In PHP, when you use pcntl_fork all of your connections created with mysql_connect are copied and this is somewhat of a problem - php docs and SO question. Common sense in this situation says close the parent connection, create new and let the child use the old one. But what if said parent needs create many children ever few seconds? In that case you end up creating loads of new connections - one for every bunch of forks.

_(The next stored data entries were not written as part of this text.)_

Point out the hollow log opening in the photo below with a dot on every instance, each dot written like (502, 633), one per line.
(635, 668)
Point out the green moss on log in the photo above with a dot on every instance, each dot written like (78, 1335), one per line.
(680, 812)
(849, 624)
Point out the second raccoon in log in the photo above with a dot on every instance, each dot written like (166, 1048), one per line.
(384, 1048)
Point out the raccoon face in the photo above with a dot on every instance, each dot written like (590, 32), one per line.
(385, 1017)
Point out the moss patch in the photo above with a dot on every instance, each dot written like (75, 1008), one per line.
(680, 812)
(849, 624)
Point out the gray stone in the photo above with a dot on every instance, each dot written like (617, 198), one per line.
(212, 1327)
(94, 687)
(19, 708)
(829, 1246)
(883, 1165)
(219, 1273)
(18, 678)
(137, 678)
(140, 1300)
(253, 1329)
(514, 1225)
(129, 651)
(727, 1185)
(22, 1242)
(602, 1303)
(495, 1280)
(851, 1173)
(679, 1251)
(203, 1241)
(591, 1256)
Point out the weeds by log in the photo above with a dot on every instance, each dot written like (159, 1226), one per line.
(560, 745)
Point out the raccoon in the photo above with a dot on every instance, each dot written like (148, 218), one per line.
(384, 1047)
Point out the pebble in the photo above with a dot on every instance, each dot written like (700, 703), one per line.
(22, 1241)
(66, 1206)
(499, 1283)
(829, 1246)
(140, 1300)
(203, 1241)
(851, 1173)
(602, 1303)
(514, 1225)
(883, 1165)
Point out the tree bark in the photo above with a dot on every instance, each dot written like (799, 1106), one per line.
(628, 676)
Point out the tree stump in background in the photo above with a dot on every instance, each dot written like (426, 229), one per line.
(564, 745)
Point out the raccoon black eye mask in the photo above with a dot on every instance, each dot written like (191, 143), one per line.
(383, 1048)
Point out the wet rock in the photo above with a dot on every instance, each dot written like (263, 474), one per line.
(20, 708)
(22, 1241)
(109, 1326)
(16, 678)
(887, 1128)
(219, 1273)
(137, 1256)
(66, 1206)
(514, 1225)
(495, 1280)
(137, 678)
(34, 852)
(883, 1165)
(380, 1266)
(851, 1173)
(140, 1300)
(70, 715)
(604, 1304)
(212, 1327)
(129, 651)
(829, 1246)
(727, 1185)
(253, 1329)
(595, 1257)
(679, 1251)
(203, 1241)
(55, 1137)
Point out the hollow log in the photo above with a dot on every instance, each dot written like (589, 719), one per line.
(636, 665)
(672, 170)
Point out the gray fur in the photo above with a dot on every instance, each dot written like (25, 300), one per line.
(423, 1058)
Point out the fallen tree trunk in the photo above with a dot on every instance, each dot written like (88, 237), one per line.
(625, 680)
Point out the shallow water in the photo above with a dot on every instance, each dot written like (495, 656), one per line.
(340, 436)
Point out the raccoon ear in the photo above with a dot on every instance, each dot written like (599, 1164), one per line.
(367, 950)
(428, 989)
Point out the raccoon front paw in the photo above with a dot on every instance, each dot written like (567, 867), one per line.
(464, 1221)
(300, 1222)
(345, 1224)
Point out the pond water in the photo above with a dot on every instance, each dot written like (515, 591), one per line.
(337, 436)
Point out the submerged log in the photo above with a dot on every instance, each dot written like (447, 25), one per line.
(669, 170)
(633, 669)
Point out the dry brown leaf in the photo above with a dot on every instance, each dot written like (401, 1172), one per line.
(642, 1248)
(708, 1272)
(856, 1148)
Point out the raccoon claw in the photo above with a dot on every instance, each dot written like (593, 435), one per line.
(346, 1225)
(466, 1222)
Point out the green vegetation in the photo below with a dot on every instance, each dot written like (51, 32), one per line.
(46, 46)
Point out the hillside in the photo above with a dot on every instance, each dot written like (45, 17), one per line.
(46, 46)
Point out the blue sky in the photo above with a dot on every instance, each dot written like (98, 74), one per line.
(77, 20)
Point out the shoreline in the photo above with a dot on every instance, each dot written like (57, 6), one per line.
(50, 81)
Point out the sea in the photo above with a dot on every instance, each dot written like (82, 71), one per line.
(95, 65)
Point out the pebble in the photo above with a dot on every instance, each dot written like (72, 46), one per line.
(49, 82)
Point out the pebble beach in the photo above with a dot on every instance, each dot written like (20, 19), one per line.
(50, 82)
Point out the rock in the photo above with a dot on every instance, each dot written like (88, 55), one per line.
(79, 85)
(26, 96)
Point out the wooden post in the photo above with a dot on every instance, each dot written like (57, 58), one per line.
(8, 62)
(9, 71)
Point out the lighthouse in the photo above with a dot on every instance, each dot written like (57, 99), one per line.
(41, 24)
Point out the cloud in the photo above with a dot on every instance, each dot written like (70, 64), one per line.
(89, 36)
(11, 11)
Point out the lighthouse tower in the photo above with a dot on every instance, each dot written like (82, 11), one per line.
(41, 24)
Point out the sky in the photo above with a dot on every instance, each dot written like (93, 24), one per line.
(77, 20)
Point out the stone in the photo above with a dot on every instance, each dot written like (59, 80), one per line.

What does that mean in code:
while (42) {
$db = mysql_connect($host, $user, $pass);
// do some stuff with $db
// ...
foreach ($jobs as $job) {
if (($pid = pcntl_fork()) == -1) {
continue;
} else if ($pid) {
continue;
}
fork_for_job($job);
}
mysql_close($db);
wait_children();
sleep(5);
}
function fork_for_job($job) {
// do something.
// does not use the global $db
// ...
exit(0);
}
Well, I do not want to do that - thats way too many connections to the database. Ideally I would want to be able to achieve behaviour similar to this one:
$db = mysql_connect($host, $user, $pass);
while (42) {
// do some stuff with $db
// ...
foreach ($jobs as $job) {
if (($pid = pcntl_fork()) == -1) {
continue;
} else if ($pid) {
continue;
}
fork_for_job($job);
}
wait_children();
sleep(5);
}
function fork_for_job($job) {
// do something
// does not use the global $db
// ...
exit(0);
}
Do you think it is possible?
Some other things:
- This is php-cli script
I've tried using mysql_pconnect in the first example but as far as I can tell there is no difference - the mysql server receives as much new connections. Maybe that's because it is cli and pconnect does not work as it was in mod_php.As Marc has noticed - pconnect in php-cli does not make sense.